Through Sweden’s National Police Board, co-operation has grown around neighbourhood police models, reforms and modernization of the police authority, as well as investments in gender equality issues.
Photo: Ylva Sahlstrand/Sida
Nicaraguan police focus on preventative work with Swedish police
“I think that, above all, the preventative model is what separates us from other countries and has worked better in the work against violence and narcotics,” said Aminta Granera, Nicaragua’s chief of police, on a recent visit to Sweden.
Granera has been in her position since 2006, after spending 30 years in the police force. And she has been ranked as Nicaragua’s most popular person – a popularity from which the entire force can benefit. Nicaragua is different to the rest of the Central American region in the sense that it works with a preventative approach and is “multi-disciplinarian” as Granera calls it.
Sweden has been supporting the Nicaraguan police force since the early 1990s and through Sweden’s National Police Board, co-operation has grown around neighbourhood police models, reforms and modernization of the police authority, as well as investments in gender equality issues.
An important part of the work has been the neighbourhood police model, which includes the family violence units. This is where vulnerable women and children receive professional help in reporting attacks and driving criminal proceedings against the perpetrators. As well as specially trained female police officers, these units contain psychologists and social workers.
Maria Tegborg, Sida’s country director for Nicaragua, said during Granera’s visit: “The number of attacks reported has increased thanks to the units.
“It has also meant that men, women and children have become more aware that violence in the home is a crime. This is the result that has come through in an evaluation of Sweden’s support, which the Nicaraguan police are highlighting.”
The family violence units also do psychosocial work with families who are exposed to violence, which has contributed to a reduction in violence. This co-operation between the police, social workers and psychologists is something that is repeated throughout the entire co-operation with the police. Granera particularly wants to highlight the police’s work with young people.

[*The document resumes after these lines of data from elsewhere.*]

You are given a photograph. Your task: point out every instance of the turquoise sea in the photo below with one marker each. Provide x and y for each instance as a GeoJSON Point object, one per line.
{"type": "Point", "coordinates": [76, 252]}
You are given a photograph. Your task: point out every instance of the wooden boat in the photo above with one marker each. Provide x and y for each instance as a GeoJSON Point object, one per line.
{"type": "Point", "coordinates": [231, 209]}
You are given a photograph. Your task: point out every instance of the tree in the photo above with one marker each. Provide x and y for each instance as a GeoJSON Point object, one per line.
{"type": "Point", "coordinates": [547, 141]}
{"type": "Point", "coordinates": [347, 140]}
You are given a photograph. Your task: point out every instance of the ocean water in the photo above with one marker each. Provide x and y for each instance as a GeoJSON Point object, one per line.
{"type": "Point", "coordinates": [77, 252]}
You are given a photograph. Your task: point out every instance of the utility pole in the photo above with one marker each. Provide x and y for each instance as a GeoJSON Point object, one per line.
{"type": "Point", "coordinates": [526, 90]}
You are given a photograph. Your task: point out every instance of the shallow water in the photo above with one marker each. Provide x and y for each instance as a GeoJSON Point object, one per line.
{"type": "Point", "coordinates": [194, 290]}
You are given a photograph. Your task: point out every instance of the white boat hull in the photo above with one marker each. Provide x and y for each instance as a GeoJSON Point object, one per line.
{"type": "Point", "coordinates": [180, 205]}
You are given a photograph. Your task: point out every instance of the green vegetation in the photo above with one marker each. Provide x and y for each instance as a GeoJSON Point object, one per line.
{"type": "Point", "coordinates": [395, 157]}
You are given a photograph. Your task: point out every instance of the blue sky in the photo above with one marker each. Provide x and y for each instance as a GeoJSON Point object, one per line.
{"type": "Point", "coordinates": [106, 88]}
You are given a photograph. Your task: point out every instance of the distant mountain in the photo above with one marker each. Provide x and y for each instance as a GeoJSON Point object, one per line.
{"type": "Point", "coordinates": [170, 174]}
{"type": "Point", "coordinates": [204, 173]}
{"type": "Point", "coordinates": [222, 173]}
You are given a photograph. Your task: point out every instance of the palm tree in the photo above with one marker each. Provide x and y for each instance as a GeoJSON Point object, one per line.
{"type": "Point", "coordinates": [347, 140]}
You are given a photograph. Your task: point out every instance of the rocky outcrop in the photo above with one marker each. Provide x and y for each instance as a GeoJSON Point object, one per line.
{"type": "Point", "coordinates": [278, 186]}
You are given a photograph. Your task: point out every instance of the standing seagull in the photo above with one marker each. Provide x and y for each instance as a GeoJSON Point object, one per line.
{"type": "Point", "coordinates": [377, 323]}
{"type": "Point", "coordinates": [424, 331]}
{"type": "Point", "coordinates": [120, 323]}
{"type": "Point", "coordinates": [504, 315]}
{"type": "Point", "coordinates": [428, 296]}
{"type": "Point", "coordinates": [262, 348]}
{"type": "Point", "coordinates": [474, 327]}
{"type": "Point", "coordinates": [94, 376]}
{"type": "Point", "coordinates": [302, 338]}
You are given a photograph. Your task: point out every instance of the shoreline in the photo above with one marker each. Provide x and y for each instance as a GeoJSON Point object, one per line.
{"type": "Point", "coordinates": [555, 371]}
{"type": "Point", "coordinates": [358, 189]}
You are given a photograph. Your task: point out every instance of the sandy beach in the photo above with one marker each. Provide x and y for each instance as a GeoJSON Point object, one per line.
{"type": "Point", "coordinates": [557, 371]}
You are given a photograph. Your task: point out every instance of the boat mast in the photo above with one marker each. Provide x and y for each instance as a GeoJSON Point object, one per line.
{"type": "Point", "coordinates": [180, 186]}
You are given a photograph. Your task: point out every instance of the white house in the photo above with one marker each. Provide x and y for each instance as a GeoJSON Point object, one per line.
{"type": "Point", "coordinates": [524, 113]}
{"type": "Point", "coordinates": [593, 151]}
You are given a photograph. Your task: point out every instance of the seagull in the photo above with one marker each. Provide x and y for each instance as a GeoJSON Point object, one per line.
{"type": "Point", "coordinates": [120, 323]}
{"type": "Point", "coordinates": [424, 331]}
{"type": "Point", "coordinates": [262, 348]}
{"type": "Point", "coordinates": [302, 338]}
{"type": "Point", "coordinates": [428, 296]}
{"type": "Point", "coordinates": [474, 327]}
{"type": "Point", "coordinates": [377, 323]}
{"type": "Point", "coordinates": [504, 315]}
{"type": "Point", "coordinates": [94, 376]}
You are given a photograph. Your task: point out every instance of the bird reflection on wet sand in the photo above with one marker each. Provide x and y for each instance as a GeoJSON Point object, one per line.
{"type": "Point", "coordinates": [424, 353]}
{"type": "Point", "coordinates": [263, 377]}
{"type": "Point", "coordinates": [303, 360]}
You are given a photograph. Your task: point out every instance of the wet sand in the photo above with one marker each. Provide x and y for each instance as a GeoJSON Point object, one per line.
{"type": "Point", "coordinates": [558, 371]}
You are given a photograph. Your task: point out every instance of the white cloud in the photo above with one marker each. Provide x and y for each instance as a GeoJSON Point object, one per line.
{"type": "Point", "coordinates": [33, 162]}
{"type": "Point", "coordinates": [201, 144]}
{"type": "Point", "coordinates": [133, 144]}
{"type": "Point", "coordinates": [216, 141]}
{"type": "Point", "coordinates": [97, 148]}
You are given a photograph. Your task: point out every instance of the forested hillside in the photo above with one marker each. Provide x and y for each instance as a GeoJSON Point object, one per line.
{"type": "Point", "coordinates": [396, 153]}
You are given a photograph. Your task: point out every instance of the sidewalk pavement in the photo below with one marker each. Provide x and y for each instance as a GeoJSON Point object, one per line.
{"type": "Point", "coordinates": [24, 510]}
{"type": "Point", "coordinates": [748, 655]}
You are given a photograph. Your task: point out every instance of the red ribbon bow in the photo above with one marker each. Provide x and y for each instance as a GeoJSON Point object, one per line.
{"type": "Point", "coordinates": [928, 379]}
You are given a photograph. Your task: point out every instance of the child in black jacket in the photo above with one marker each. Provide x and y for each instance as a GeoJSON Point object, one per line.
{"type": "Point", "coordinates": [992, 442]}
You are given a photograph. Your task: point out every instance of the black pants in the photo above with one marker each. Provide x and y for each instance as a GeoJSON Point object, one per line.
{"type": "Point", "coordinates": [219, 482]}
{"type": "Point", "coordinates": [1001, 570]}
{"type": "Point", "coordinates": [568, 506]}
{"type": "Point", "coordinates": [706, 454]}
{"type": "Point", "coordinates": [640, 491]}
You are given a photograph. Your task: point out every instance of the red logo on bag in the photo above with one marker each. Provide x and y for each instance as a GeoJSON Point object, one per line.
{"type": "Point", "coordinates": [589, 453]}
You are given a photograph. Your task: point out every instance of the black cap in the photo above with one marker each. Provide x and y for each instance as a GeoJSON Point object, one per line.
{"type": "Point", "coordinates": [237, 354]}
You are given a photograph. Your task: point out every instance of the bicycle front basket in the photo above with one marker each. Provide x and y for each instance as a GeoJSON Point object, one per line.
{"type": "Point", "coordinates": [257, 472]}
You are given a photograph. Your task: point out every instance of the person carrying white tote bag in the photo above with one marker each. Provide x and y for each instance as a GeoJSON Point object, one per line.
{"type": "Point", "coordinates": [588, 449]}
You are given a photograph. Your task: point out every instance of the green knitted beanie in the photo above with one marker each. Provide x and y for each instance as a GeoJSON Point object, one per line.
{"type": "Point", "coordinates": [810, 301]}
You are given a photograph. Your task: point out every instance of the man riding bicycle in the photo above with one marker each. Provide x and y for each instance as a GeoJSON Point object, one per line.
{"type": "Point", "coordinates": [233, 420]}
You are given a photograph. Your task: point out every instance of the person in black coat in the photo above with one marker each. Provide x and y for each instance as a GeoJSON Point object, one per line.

“In Nicaragua, we don’t have the same problems as other Central American countries with Maras (gangs), which is a result of our work,” she says. “We must catch the young people who are outcasts and excluded from society and create employment together with them.”
Granera says that more than 10,000 young people are working with the police to prevent crime and the dangerous forming of gangs. This is also co-ordinated with other departments. Unlike other countries’ methods, so called “mano-dura” (firm hand), where young people are quickly thrown into jail because they have committed a crime, the Nicaraguan police force quickly catches young people in the risk zone.
These are models that the Swedish police force has also adopted.
Mats Palmgren, chief superintendent at Sweden’s National Police Board, says: “When we began working in the country, Swedish crime-prevention work was connected to creating a safe environment. In Nicaragua, they focused on the individual instead, which we haven’t prioritized so highly in Sweden.”
Palmgren says that Nicaragua had greater success in its work with young people. And Swedish police have only started approaching young people in a similar way to the Nicaraguan police in recent years.
“The model that we’ve chosen in the Västra Götaland region is very closely connected to the Nicaraguan model,” he says.
The cooperation with the Nicaraguan police has played an important role in Sweden’s focus on human rights and democracy efforts in the country. The judiciary in Nicaragua is politically managed and is struggling with serious corruption problems. But the police have a more independent and neutral position, which has made the cooperation easier.
Granera wants to carefully but clearly highlight the independent role as invaluable, especially in maintaining the confidence of the people.
“Despite the difficult situation in the country, we must fight to be neutral,” she says. “We must continue to move forward, develop and think strategically.”
Now that Sweden is ending its development assistance to Nicaragua, the Nicaraguan police force must find new co-operational partners. Sweden and the Nicaraguan police are therefore working together so that other donors will give broad and long-term programme support to guarantee the institution’s operations. Germany, Denmark, the Netherlands, Norway and Spain are some of those already included in the group.
Julia Ekstedt, first secretary at Sida’s office in Managua who is responsible for the cooperation, says: “From the Swedish side, we’re positive about the future of the Nicaraguan police. The population, the government and other donors have great confidence in the police and it is a solid institution that is constantly striving for improvement.”
Sweden is also supporting a systematization of the neighbourhood police model. The ideas around this will now be spread in the region.
“The tripartite cooperation has been discussed with some countries in the region, like the one in Rwanda,” Palmgren says.
The National Police Board and Sida are observers in the regional police commission. Granera is chairman of the commission, which gives her an advantage in spreading the positive experiences from Nicaraguan models. She also wants to focus on regional work in the meantime, especially considering the problems with the narcotics trade.